Step-by-step on the theory, implementation in python, and analysis using scikit-learn about the algorithm previously taken up in "Classification of Machine Learning" I will study with. I'm writing it for personal learning, so I'd like you to overlook any mistakes.
Last time, I wrote about the basics of support vector machines. Last time, we dealt with SVM, which is called hard margin and can separate positive and negative cases properly, but this time
I would like to mention about.
Consider an example where the red and blue circles cannot be subtly separated as shown in the figure below, unlike the previous time.
The hard margin SVM expression is a set of parameters
Introduce the slack variable $ \ xi $ and the parameter $ C $ to relax the condition. The slack variable is a variable of how much error is allowed between the support vector and the boundary line, and $ C (> 0) $ indicates the strictness of the constraint condition. When these are introduced, the problem to be solved described above changes as follows.
\frac{1}{2}|w|^2+C\sum_{i=1}^{N}\xi_i \\
t_n(\boldsymbol{w}^Tx_n+w_0) \geq 1-\xi_n \\
\xi_n \geq 0
Regarding the relationship between $ C $ and $ \ xi $, if $ C $ is large, it cannot be minimized unless $ \ xi $ is small, and if $ C $ is small, it can be minimized even if $ \ xi $ is large to some extent. It means that. If $ C $ is infinite, this is the same as a hard margin SVM, as $ \ xi $ can only tolerate zero (= not allow data within the margin).
Unlike the hard margin, the constraint has been increased to two, so the Lagrange multiplier is also set to $ \ lambda $ and $ \ mu $.
L(w,w_0,\lambda, \mu)=\frac{1}{2}|w|^2+C\sum_{i=1}^n\xi_i-\sum_{i=1}^{N}\lambda_i \{ t_i(\boldsymbol{w}^Tx_i+w_0)+\xi_i-1\}-\sum_{i=1}^n\mu_i\xi_i
If this is partially differentiated with respect to $ w $, $ w_0 $, and $ \ xi $, and each is set to zero,
w=\sum_{i=1}^n\lambda_it_ix_i \\
\sum_{i=1}^n\lambda_it_i=0 \\
\lambda_i=C-\mu_i
Can be obtained, and when assigned to the Lagrange function,
L(\lambda)=\sum_{n=1}^{N}\lambda_n-\frac{1}{2}\sum_{n=1}^{N}\sum_{m=1}^{N}\lambda_n\lambda_mt_nt_mx_n^Tx_m
And this is exactly the same formula as for the hard margin. However, the constraint is
\sum_{i=1}^n\lambda_it_n=0 \\
0 \leq \lambda_i \leq C
It will be. As with the hard margin, it is possible to find the parameters using SMO. (Omitted this time)

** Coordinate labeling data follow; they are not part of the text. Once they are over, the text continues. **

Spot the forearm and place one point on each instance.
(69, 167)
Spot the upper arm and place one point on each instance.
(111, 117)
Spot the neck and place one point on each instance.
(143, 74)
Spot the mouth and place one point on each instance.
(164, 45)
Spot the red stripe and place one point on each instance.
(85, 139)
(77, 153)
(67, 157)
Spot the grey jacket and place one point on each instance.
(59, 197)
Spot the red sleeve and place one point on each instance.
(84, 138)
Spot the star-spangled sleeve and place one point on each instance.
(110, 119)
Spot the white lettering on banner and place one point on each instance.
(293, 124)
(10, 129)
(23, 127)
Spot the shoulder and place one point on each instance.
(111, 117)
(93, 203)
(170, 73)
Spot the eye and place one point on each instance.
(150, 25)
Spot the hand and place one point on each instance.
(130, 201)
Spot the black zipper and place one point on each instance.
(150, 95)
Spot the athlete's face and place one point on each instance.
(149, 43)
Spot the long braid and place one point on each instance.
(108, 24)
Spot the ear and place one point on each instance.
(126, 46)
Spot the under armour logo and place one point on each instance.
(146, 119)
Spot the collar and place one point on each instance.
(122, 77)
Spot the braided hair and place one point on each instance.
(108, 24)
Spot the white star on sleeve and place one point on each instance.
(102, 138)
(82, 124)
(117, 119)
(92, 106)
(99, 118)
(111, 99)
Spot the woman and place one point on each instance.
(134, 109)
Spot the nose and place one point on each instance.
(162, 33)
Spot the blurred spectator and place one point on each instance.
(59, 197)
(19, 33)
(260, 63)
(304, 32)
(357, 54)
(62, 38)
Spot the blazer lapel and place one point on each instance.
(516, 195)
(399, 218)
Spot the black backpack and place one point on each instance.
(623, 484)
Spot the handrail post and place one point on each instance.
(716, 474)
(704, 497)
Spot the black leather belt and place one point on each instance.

Consider the following example, which seems to be inseparable by a straight line.
If it has such a shape, move the point to a higher dimensional space and then separate the planes, such as 2D → 3D. The method of converting to a higher order is called the ** kernel method **, and the function for converting is called the ** kernel function **.
A data string that projects $ \ boldsymbol {x} = (x_0, x_1, \ cdots, x_ {n-1}) $ is $ \ boldsymbol {\ phi} = \ {\ phi_0 (\ boldsymbol {x) }), \ phi_1 (\ boldsymbol {x}), \ cdots, \ phi_ {m-1} (\ boldsymbol {x}) \} $. This $ \ phi (x) $ is called a ** basis set **. The basis function was equivalent to
By applying the basis function, the $ x_n ^ Tx_m $ part of the Lagrange function changes to $ \ phi (x) _n ^ T \ phi (x) _m $.
L(\lambda)=\sum_{n=1}^{N}\lambda_n-\frac{1}{2}\sum_{n=1}^{N}\sum_{m=1}^{N}\lambda_n\lambda_mt_nt_m\phi(x)_n^T\phi(x)_m
This $ \ phi (x) _n ^ T \ phi (x) _m $ is an inner product calculation, and if there are many data points, the amount of calculation will be enormous, so we will devise a little.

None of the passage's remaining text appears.